No, I haven't run a large IT budget. My career has been almost entirely spent working for startups and non-profits. The amounts of money that you are thinking of as trivial absolutely DO matter in those environments.
The makerspace that I'm doing stuff for currently is looking at having to replace 30 or more computers in October 2025 because they are systems that are not supported by Windows 11. We currently own 5 systems that ARE supported, which means that nearly all of our systems will have to be replaced. (Switching to Linux is only an option for a small number of them; the software that drives things like the laser cutters and CNC lathes is Windows-only, as are many of the things that people want to teach in our classroom.) Unless donations of older but supported systems (8th generation and later Intel, or or second generation and later Ryzen) become available by then, we're looking at an expense that we simply don't have the money to pay for. Having to go out and spend $20,000 or more on computers in a year and a half absolutely IS an existential threat to our existence; it might be trivial by large corporate standards but it's not trivial to us.

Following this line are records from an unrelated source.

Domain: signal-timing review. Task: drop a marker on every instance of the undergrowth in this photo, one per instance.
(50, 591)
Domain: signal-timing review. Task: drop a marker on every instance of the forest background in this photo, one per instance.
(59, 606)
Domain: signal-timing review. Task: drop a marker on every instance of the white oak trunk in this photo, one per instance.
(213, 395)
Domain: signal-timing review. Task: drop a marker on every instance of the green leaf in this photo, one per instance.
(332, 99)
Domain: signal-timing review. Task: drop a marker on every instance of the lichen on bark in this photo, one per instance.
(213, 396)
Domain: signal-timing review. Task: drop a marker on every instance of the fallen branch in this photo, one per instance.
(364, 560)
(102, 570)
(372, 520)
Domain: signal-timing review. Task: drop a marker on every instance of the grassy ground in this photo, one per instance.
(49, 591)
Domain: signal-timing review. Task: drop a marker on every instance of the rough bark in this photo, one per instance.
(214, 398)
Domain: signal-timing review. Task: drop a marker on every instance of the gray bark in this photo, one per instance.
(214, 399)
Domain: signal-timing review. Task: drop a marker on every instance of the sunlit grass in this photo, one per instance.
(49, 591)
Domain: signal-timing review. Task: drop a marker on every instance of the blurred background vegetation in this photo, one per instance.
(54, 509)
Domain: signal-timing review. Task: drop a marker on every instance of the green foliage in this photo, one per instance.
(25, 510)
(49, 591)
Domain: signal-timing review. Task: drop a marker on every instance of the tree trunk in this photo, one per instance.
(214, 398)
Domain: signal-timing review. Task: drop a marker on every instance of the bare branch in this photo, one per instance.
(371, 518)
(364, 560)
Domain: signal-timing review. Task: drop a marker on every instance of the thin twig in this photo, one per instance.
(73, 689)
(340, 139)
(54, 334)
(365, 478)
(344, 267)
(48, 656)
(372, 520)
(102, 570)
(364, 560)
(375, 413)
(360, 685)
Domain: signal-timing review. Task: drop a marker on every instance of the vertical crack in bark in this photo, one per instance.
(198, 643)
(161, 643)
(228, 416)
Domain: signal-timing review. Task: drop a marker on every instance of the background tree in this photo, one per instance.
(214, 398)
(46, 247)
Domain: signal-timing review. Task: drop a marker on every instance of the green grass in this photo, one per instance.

It's a mass extinction event on a scale that we haven't seen Microsoft do for a long time. Systems build in 2007 originally ran Windows Vista, but most of them have been fully supported by Windows 7, 8, 8.1, and 10. The ones that started with Windows 7 or later were even upgradable to Windows 10 for free. They will have had a supported lifetime of EIGHTEEN YEARS when 2025 comes along. But it's not only those admittedly ancient CPUs that are losing support; everything older than 8th generation Core (introduced in late 2017) will be unsupported. That's TEN YEARS worth of equipment that is suddenly becoming obsolete. Microsoft has NEVER dropped support for that many systems all at once, and the fact that most of them can be made to work on Windows 11 with a registry patch or other workaround (though there is no guarantee that will be true of the 2H25 release; those Core 2 processors from 2007 won't work with 24H2, you need to step up to at least the first generation Core i5 or i7 from 2009) suggests that there is no compelling reason to drop all of them. If they had adopted a more gradual approach, the pain level would be manageable; say, dropping three year's worth of systems now, and maybe another three years when Windows 12 comes along, and so forth.